Created attachment 128534 [details] Thread dump of hanging Eclipse We have a report of "Connect" for a Linux systemType taking 5 - 10 minutes (!) and completely blocking Eclipse during that time. Attached thread dump shows that the problem is calling into LinuxProcessHelper.populateUsernames(LinuxProcessHelper.java:117) from LinuxShellProcessService.initService(LinuxShellProcessService.java:194) which is called on the main Thread. The Javadocs of IService#initService() say: "This method may be long-running, but is not yet expected to open a connection to a particular remote system. " So I see two problems here: (1) if initService() may be long-running, why is it called on the main Thread? This looks like an inconsistency in RSE Core. Not sure if we can change it though, we might have to update the Javadocs instead ("Specification update"). (2) if initService() is not yet expected to open a connection, why does it initialize user names already? I think that the populateUsernames() must be deferred to when it is really needed.
Scheduling for our 3.1 "performance" milestone since we cannot accept a subsystem to bring all of Eclipse to a halt for 5 - 10 minutes. That's a major loss of functionality. The workaround -- not using the Shell Processes subsystem -- is not obvious and does mean losing the processes functionality.
I've checked in deffered population of usernames.
Hi Anna, is this complete with your checkin or what's still missing?
(In reply to comment #15) > Hi Anna, is this complete with your checkin or what's still missing? Well, performance probably still could be improved, but right now it at least doesn't impact the "connect" process.
It looks like the issue from comment 12 is fixed. It looks like more improvements may be possible by running some grep / awk / sed on the remote before parsing the output of cat /proc/[0-9]*/status I would recommend this: 1. Create a new bug blocking this one, specifically for "[performance] deferred population of usernames" and mark it as fixed with 3.1m7 2. If there is time, experiment how much more improvement would be possible by limiting data transfer by grepping on the remote.

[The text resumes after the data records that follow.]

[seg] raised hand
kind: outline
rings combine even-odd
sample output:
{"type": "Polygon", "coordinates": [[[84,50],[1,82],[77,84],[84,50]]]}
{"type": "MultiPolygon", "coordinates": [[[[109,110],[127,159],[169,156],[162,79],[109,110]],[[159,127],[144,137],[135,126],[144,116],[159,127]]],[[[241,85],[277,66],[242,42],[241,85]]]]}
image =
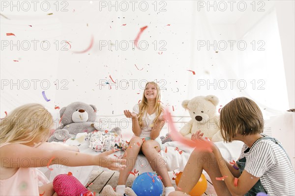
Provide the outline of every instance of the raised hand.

(In reply to comment #17) > It looks like the issue from comment 12 is fixed. > > It looks like more improvements may be possible by running some grep / awk / > sed on the remote before parsing the output of > cat /proc/[0-9]*/status > > I would recommend this: > 1. Create a new bug blocking this one, specifically for "[performance] > deferred population of usernames" and mark it as fixed with 3.1m7 Done. > 2. If there is time, experiment how much more improvement would be possible > by limiting data transfer by grepping on the remote. > Your idea makes us assume the existance of one of grep / awk / sed on remote side.
Yes... actually, you are the guys owning this, so I'll leave it to you whether you'll want to mark this fixed, or experiment with additional means of improving performance. Not sure how much additional work makes sense at this point, given that TCF is coming...
(In reply to comment #19) > Yes... actually, you are the guys owning this, so I'll leave it to you whether > you'll want to mark this fixed, or experiment with additional means of > improving performance. I really do not want additional dependencies on remote host for 3.1, since I can easily imagine systems without them. > Not sure how much additional work makes sense at this point, given that TCF is > coming... Exactly.
So, if you are happy with performance in general, I recommend closing this FIXED -- if you plan any additional work, set target milestone Future -- if no more work is planned, close it as WONTFIX.